Interestingly the analysis here also looks reasonable. There are one or two questionable peaks, but overall it seems to be a perfectly valid analysis.
And so how can we answer the question? Synchronized peaks or troughs? One way of doing so in the situation when one wants to compare two valid analyses is to use Sentient Trader’s Analysis Rating information.
Here is the rating for the analysis performed assuming synchronized troughs:
And here is the rating for the analysis performed assuming synchronized peaks:
That is also interesting because both are fairly similar, but in my opinion the synchronized peak analysis wins the match because of the much better VTL and FLD confirmations. These values give an indication of how often a VTL or FLD projection was confirmed by price. Obviously the higher the confirmation the better the analysis. These are also important figures to consider when trading an instrument because trading decisions are made on the basis of VTL’s and FLD’s.
And so I would choose the synchronized peak analysis.
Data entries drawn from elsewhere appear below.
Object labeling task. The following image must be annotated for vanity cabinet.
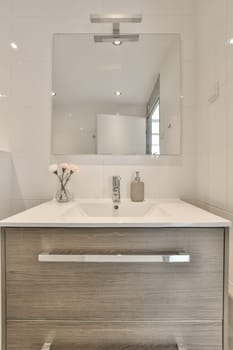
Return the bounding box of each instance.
[1,226,229,350]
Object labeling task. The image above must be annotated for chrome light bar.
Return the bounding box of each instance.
[90,14,142,23]
[94,34,139,43]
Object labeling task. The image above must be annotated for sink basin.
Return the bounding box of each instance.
[73,201,168,218]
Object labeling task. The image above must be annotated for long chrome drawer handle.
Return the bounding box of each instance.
[38,252,190,263]
[40,343,186,350]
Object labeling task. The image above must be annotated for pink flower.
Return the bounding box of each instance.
[59,163,69,170]
[68,164,80,172]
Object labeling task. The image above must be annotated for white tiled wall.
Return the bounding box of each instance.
[195,0,233,294]
[0,0,197,213]
[0,152,13,219]
[52,157,193,200]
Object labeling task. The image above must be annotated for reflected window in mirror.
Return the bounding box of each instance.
[151,100,160,155]
[146,76,160,155]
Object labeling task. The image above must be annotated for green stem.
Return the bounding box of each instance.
[54,170,68,201]
[64,171,73,187]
Now let’s take a look at what the cycles are saying in both of these analyses and see if we can draw some conclusion about where the price of Gold is going over the next year or two.
First of all the preferred technical analysis, assuming synchronized peaks:
You will see that a prominent peak (the 60 month, or nominal 54 month cycle) is expected now, as shown by the nest-of-highs if I’m allowed to paraphrase JM Hurst.
And so this chart is clearly indicating that the price of Gold is peaking (perhaps it did so last week), and is expected to fall as it starts the next 54-month nominal inverted cycle, and is likely to fall for some time (a year or two).
Here is the picture provided by the technical analysis performed on the assumption that the troughs are synchronized:
This analysis places a trough of the nominal 54-month cycle in October of 2008, and indicates that we are now right in the middle of the central of the three 18-month market cycles into which the 54-month market cycle sub-divides (some analysts believe that Gold sub-divides into two 27-month cycles, but that will have to be the subject of a separate ST Outlook).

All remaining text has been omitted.